Print the linked list after k’th update (k <= number of update operations made till now)

Simple solution is to create a new linked list after each update operation. print it when needed. Let us optimize it for memory.

We are only updating first x elements of the linked list. That means the new linked list will be almost same as previous linked list if x is small. We shall take advantage of this and avoid allocating memory for some elements. We can allocate memory for x elements, store new values in them, then point the next pointer of x’th node of new linked list to (x+1)’th node of previous linked list. This way we allocated only x units of memory per update operation.

Consider the following example:

Initial linked list : 1 2 3 4 5 6 7 8 9 10. Update 1 : x = 4, new elements : 12 13 14 15 Update 2 : x = 2, new elements : 20 21 Update 3 : x = 6, new elements : 1 2 3 4 5 6 Update 4 : x = 1, new elements : 100

Initial linked list will look like this

head[0]-->[01]-->[02]-->[03]-->[04]-->[05]-->[06]-->[07]-->[08]-->[09]-->[10]

After first update total data will look like this

head[0]-->[01]-->[02]-->[03]-->[04]-->[05]-->[06]-->[07]-->[08]-->[09]-->[10]
                                      /
head[1]-->[12]-->[13]-->[14]-->[15]--'

We allocated memory for first 4 nodes, stored values in them, then next pointer of 4th node is pointing to 5th node of 1st linked list.

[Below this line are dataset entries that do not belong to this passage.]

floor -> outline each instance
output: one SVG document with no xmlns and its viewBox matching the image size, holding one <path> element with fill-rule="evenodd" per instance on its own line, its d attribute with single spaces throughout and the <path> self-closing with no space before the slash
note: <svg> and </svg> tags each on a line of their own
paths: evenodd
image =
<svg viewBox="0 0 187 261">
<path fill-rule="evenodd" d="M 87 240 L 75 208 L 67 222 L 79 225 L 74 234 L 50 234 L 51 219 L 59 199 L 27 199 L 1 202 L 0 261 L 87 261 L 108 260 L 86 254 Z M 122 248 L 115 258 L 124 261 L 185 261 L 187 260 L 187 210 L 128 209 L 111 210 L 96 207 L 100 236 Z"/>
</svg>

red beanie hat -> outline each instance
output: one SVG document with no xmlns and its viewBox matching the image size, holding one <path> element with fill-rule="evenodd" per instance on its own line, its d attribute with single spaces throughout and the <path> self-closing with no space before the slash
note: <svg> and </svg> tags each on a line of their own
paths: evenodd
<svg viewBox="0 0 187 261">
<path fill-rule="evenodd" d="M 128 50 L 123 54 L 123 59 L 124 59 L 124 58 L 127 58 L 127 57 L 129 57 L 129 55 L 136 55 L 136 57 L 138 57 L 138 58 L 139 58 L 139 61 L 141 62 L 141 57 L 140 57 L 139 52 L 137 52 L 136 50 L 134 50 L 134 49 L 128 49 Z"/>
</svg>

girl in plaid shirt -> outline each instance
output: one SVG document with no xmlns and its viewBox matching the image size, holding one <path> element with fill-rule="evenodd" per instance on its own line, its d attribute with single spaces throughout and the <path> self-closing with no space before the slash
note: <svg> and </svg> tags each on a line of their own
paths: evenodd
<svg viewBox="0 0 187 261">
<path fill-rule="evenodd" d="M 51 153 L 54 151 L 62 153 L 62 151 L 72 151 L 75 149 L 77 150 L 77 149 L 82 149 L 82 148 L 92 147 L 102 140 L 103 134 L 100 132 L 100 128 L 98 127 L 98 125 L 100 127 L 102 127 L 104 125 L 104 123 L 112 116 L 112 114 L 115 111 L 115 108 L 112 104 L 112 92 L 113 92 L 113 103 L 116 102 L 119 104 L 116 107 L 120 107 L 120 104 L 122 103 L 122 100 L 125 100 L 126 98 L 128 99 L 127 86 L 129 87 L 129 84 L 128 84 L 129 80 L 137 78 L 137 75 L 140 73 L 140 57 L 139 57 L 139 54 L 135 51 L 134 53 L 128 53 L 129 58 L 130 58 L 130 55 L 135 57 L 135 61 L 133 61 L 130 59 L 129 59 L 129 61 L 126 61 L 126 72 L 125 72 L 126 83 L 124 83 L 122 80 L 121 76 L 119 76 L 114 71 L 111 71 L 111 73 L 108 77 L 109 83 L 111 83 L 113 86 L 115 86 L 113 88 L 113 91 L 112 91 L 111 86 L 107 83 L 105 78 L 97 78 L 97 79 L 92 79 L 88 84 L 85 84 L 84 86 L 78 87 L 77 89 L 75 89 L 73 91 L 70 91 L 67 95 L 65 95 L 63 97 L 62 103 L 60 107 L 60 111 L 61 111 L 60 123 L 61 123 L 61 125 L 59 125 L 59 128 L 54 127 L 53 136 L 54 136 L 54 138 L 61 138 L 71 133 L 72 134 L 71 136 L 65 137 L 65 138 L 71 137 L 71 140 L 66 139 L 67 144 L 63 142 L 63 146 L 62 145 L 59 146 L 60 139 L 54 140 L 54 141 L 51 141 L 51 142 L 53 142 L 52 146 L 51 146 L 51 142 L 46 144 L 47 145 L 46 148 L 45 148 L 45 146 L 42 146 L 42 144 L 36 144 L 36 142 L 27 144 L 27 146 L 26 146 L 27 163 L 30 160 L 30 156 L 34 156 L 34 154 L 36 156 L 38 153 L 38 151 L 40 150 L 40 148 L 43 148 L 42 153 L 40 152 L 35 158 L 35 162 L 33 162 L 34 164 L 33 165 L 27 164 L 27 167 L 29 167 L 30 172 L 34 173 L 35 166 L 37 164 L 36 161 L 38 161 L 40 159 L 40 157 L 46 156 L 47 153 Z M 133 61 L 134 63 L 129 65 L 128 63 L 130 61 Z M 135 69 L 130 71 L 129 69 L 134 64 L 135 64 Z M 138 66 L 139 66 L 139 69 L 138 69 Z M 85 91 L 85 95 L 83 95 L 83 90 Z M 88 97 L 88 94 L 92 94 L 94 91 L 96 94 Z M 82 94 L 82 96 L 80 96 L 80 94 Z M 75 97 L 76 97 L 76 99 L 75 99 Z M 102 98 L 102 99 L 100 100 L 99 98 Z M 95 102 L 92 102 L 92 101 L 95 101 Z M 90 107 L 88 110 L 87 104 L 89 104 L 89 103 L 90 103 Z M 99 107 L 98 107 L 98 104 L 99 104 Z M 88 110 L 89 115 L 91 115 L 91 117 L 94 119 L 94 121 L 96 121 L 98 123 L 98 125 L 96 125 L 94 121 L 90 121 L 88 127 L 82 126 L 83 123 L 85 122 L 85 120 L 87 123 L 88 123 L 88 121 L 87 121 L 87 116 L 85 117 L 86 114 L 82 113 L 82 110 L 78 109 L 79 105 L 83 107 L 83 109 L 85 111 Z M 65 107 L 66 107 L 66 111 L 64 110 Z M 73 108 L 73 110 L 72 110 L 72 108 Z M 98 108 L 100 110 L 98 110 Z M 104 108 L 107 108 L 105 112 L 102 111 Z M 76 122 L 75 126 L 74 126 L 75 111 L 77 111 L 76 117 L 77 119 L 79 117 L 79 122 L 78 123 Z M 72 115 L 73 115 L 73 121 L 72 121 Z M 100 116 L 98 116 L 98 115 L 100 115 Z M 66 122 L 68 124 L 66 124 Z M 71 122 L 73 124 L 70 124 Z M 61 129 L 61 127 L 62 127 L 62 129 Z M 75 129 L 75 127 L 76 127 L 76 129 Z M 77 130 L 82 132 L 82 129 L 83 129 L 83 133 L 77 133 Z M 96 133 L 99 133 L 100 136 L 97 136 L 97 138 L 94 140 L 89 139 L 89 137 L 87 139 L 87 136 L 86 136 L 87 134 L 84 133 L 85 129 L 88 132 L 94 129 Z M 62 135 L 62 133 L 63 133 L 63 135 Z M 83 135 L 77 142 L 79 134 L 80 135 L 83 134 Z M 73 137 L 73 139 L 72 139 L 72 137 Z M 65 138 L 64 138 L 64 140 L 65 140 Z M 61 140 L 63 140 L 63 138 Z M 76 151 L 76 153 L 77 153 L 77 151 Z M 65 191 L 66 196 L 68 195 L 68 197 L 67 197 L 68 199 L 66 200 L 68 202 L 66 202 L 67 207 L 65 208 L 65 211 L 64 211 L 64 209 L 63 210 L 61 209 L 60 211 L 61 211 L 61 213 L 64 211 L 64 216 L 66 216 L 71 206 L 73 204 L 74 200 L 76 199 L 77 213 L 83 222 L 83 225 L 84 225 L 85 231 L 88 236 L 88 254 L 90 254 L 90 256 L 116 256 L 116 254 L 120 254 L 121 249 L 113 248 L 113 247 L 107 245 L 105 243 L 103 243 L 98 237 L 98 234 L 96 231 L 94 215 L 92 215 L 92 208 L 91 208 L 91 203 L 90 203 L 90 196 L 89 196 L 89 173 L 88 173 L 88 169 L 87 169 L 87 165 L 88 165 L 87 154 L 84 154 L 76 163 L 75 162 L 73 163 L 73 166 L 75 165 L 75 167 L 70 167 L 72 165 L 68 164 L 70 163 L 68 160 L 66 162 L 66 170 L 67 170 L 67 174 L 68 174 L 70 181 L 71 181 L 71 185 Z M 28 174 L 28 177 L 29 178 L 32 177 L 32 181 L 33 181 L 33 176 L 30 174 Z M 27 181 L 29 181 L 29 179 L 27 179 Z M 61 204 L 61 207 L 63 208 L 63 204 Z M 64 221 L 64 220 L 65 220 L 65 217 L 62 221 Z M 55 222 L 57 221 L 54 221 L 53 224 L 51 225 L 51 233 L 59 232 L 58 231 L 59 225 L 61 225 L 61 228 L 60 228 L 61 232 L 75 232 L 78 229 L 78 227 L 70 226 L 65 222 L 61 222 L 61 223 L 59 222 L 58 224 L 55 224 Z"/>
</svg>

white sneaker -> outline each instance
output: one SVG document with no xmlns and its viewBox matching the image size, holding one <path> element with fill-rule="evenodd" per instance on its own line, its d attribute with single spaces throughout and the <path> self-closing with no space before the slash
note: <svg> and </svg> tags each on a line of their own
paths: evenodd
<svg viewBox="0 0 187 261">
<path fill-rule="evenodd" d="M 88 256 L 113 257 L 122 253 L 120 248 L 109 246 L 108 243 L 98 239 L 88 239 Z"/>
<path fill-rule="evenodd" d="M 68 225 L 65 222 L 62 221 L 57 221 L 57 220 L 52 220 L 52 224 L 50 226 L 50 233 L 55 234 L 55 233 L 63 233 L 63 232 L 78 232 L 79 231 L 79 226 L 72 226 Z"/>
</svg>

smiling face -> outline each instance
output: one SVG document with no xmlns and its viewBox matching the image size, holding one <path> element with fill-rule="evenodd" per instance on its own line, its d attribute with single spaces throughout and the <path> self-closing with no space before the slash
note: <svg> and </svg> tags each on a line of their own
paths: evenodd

Now if we want to print first linked list, we start with head[0]. If we want to print 2nd linked list we start with head[1].

Data will look like this after all updates

head[0]-->[01]-->[02]-->[03]-->[04]-->[05]-->[06]-->[07]-->[08]-->[09]-->[10]
                                        /              |
head[1]-->[12]-->[13]-->[14]-->[15]---'               |
                         /                            /
head[2]-->[20]-->[21]--'                            /
                                                    /
head[3]-->[01]-->[02]-->[03]-->[04]-->[05]-->[06]--'
                   /
head[4]-->[100]--'

We are done with it. Memory used is O(n+x1+x2..+xm), note that also the time complexity is reduced from O(n*n) to O(n+x1+x2+..+xm). This is useful when sum of x is in O(n), in that case total complexity will be O(n) (memory and time).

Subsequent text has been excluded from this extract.